Aşabildiğini söyleyebilirim ve bunu biraz da sosyal medya sağladı aslında. Bir şaka yapmıştım ve salonda herkes gülüyordu. Bu şakayı kendi sahnemde de toplu şovlarda katıldığım sahnelerde de yaptım. Gündemle alakalı bir şakaydı, yayınlamaya karar verdim. Yayınladığımız zaman şunu fark ettim ki stand up’la uzaktan yakından alakası olmayan insanlar da bu şakayı izledi. Toplumda bir mizah kültürü oluşmadığı için insanlar yapılan şakaya “şaka” deyip geçemiyor, büyük tepkiler veriyorlar. Hele ki içerisinde toplumsal bir meseleye dokunan şaka varsa sosyal medyada bunu paylaştığınızda mizaha, stand up’a hiç ilgisi olmayan kişiler sinirlenip size hakaret edebiliyorlar. Tüm bunlardan dolayı paylaştığımız şakaları tereddüt ederek yayınlıyoruz. Çünkü Anadolu’nun bir kasabasında yaşayan bir adam size tehdit mesajı atabiliyor. Yani kısacası herkesin herkese kolay ulaşabiliyor olması hem iyi hem de tedirgin edici.

Türkiye’de Stand-up kültürünün geliştiğini düşünüyor musun?
Son yıllarda stand-up kültürü oldukça iyi bir ilerleme kaydetti. Cem Yılmaz gibi çok büyük isimlerin yanında alternatif olarak çok başarılı isimler çıktı. Aralarından iyi olanlarını Türk mizah sahnesinde uzun yıllar göreceğiz ve umuyorum onlardan biri de ben olurum. Stand up popüler olmaya ve çok dallanıp budaklanmaya başladı. Ancak işin seyirci kısmı o kadar hızlı gelişmiyor.

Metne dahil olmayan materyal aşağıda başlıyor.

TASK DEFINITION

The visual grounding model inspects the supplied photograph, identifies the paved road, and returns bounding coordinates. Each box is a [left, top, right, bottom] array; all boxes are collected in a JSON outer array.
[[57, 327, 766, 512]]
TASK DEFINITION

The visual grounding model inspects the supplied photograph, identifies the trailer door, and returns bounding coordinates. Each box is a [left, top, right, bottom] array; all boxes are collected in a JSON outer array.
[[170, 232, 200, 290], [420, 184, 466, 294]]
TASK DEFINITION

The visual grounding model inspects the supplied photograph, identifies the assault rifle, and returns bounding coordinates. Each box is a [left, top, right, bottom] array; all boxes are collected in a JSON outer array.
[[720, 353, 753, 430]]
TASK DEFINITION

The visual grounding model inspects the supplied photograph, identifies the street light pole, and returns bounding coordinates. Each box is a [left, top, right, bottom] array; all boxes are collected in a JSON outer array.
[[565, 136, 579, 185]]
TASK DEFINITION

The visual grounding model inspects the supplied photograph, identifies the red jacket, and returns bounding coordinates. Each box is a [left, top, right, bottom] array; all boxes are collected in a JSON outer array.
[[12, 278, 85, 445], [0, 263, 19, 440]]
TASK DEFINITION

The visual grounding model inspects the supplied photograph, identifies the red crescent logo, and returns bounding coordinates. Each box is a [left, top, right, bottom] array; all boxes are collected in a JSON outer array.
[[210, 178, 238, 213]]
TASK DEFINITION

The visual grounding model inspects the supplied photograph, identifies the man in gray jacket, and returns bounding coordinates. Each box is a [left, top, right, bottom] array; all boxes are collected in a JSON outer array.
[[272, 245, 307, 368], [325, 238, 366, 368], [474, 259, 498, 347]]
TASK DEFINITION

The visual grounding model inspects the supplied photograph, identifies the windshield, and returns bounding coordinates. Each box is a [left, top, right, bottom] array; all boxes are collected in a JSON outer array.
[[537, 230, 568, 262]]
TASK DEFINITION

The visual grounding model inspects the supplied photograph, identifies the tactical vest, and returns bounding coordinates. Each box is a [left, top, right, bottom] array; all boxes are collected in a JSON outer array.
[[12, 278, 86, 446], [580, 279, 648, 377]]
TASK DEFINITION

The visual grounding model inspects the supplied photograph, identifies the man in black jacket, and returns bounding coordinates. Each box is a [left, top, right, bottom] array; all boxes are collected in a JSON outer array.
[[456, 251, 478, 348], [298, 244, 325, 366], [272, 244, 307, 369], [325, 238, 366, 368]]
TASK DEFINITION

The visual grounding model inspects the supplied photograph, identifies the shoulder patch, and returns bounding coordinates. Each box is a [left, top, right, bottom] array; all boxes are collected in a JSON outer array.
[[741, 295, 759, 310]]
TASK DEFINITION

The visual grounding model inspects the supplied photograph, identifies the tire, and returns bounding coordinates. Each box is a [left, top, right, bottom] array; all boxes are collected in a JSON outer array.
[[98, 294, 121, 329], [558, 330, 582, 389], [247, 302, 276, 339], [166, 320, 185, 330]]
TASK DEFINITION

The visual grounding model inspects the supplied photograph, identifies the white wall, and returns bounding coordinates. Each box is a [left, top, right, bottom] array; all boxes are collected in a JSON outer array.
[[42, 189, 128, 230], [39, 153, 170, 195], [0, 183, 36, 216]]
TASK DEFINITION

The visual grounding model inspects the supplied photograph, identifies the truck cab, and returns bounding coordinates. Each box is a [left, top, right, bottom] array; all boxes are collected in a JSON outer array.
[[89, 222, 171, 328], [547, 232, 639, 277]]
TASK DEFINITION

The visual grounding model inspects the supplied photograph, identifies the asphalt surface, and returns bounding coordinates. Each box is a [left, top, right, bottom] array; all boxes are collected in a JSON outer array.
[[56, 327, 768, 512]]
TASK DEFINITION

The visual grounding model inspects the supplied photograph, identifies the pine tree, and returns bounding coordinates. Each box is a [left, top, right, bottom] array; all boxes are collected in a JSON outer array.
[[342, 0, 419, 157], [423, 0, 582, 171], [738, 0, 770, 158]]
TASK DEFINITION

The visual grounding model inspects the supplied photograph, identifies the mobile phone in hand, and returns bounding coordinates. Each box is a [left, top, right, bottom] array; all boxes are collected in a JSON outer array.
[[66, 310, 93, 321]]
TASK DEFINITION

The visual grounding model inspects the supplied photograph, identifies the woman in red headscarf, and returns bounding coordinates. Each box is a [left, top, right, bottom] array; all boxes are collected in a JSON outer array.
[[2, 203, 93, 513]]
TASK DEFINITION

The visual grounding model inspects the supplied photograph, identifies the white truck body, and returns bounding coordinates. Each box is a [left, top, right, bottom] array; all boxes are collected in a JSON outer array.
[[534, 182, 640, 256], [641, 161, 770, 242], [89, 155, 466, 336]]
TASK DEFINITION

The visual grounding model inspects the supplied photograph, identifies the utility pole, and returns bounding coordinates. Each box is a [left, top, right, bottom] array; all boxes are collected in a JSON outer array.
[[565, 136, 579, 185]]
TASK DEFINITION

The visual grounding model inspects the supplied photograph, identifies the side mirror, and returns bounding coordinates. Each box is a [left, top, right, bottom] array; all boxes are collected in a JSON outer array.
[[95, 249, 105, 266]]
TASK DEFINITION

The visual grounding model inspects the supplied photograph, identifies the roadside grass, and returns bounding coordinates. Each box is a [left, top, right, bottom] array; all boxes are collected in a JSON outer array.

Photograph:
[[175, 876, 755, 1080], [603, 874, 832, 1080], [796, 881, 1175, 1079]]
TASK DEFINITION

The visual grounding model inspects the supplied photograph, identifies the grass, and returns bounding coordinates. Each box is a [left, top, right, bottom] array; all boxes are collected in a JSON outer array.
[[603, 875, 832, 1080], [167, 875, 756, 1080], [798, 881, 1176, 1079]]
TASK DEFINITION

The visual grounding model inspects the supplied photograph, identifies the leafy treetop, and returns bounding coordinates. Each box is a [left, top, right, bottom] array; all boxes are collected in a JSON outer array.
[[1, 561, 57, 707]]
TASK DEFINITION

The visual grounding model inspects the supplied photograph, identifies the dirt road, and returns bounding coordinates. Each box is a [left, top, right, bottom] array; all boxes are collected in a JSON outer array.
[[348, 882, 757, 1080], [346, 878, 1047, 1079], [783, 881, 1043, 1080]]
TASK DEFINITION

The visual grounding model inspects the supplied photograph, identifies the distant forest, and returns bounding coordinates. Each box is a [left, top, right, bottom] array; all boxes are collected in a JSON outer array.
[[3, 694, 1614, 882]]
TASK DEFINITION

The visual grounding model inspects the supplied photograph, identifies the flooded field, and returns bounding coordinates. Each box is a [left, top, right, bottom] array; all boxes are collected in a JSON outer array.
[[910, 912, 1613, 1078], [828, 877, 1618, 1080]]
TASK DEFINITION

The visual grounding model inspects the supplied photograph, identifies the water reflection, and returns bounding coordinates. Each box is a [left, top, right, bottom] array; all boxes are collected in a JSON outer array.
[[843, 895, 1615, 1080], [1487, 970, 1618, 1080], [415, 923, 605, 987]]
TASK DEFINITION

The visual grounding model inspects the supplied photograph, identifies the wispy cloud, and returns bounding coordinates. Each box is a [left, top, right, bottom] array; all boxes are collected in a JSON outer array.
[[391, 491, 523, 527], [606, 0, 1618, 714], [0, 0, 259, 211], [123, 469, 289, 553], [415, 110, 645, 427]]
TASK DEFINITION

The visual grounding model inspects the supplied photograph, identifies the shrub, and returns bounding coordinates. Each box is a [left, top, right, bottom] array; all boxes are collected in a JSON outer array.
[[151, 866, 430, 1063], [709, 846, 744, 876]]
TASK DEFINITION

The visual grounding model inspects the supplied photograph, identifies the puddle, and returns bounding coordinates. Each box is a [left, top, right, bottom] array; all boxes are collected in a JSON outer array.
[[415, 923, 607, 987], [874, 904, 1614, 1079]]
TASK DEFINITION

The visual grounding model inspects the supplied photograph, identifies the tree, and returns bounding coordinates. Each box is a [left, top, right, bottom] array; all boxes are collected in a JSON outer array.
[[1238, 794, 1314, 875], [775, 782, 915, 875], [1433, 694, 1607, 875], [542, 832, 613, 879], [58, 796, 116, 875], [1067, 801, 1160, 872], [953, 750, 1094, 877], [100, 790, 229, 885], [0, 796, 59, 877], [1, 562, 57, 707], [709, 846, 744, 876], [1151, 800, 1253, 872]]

Hâlâ birçok gösteride uzunca bir süre seyirciyi izlediği şeye ikna etmemiz gerekiyor. Bunları da çözebilirsek herkes için çok daha faydalı olacak.

Başka bir ülkede yaşıyor olsaydın mizahına bu kadar malzeme bulabilir miydin?
Benim politik bir tarzım var. Politik olarak farklı kamplara ayrılmış bir ülke olduğumuz için her bloğun, kampın kendi şakası ve güleceği şeyler başka olabiliyor. Aslında bu durum da konu açısından çeşitlilik sağlıyor. Başka bir ülkede bu kadar malzeme bulabilir miydim bilemiyorum.

Neden sahnedesin ve neden mizah yapıyorsun?
Sevgi arsızı olarak tabir edilebilecek birisiyim. Eğer sahnede kendinizi sevdirmezseniz seyircinin gülmesi de pek mümkün olmuyor. Halkın sevgisini kazanmak benim için çok önemli ve arzuladığım da bir şey. Yani sınırlı bir kitlem olsun istemem, gönül ister ki herkese ulaşabileyim. Sahnemde ofansif ve siyasi mizah yapıyorum, bundan dolayı da fazlasıyla eleştiriliyorum. Kimseyi kırmadan, incitmeden mizah yapmak şu an ki toplum yapımızda pek de mümkün gözükmüyor. Şakalarıma toplumun bir kısmı mutlaka alınıyor ve tepki gösteriyor. Bu durumda da herkesin sevgisini kazanayım mottosuyla çıktığım yoldan tarzımı beğenen gelsin noktasına kaymaya başladığımı söyleyebilirim. Sahnede olmayı çok seviyorum. Arkadaş ortamında da iş hayatımda da her fırsatta şaka yapan, insanları güldürmeye çalışan birisiydim. Şu an doğru yerde olduğumu söyleyebilirim. Umarım hayatım boyunca komedyenlik ve mizahla yaşarım.

Umutlu musunuz?
Umutlu olduğumu söyleyebilirim. Eğer bu soruyu bana üç-dört sene önce sorsaydınız farklı bir cevap verirdim. Şu an 32 yaşındayım ve bazı şeylerin değişmeyeceğini kabul ettim. Bu ülkede görevim, her dönemde o anki meseleye dair mizah yapmak. Enseyi karartmamak lazım, çünkü her şey hızla değişebilir. Geçmişte çok umutsuz olduğum dönemler oldu ama hayat her an tersine dönebilir. Umut etmekten vazgeçmemek gerek.